Humans construct internal models of the world and reason by manipulating the concepts within
these models. Recent advances in artificial intelligence (AI), particularly chain-of-thought (CoT)
reasoning, approximate such human cognitive abilities, where world models are believed to be
embedded within large language models. Expert-level performance in formal and abstract domains
such as mathematics and programming has been achieved in current systems, which rely
predominantly on verbal reasoning as their primary information-processing pathway. However, they
still lag far behind humans in domains like physical and spatial intelligence, which require richer
representations and prior knowledge. The emergence of unified multimodal models (UMMs) capable
of both verbal and visual generation has therefore sparked interest in more human-like reasoning
grounded in complementary multimodal pathways, though a clear consensus on their benefits has
not yet been reached. From a world-model perspective, this paper presents the first principled study
of when and how visual generation benefits reasoning.

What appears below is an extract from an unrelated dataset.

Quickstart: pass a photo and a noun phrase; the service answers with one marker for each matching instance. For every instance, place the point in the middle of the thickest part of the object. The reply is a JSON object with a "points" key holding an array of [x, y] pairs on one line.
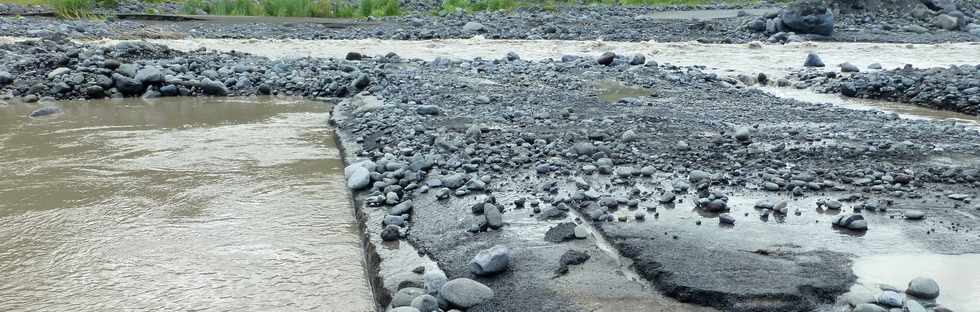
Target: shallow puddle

Our key position is the visual superiority hypothesis:
for certain tasks--particularly those grounded in the physical world--visual
generation more naturally serves as world models, whereas purely verbal world models encounter
bottlenecks arising from representational limitations or insufficient prior knowledge. Theoretically,
we formalize internal world modeling as a core component of deliberate CoT reasoning and analyze
distinctions among different forms of world models from both informativeness and knowledge
aspects. Empirically, we identify and design tasks that necessitate interleaved visual-verbal CoT
reasoning, constructing a new evaluation suite, VisWorld-Eval. Through controlled
experiments on a state-of-the-art UMM, we show that interleaved CoT significantly outperforms
purely verbal CoT on tasks that favor visual world modeling. Conversely, it offers no clear advantage
for tasks that do not require explicit visual modeling. Together, these insights and findings clarify the
applicability and potential of multimodal world modeling and reasoning for more powerful, human-like
multimodal AI. We publicly release our evaluation suite to facilitate further research.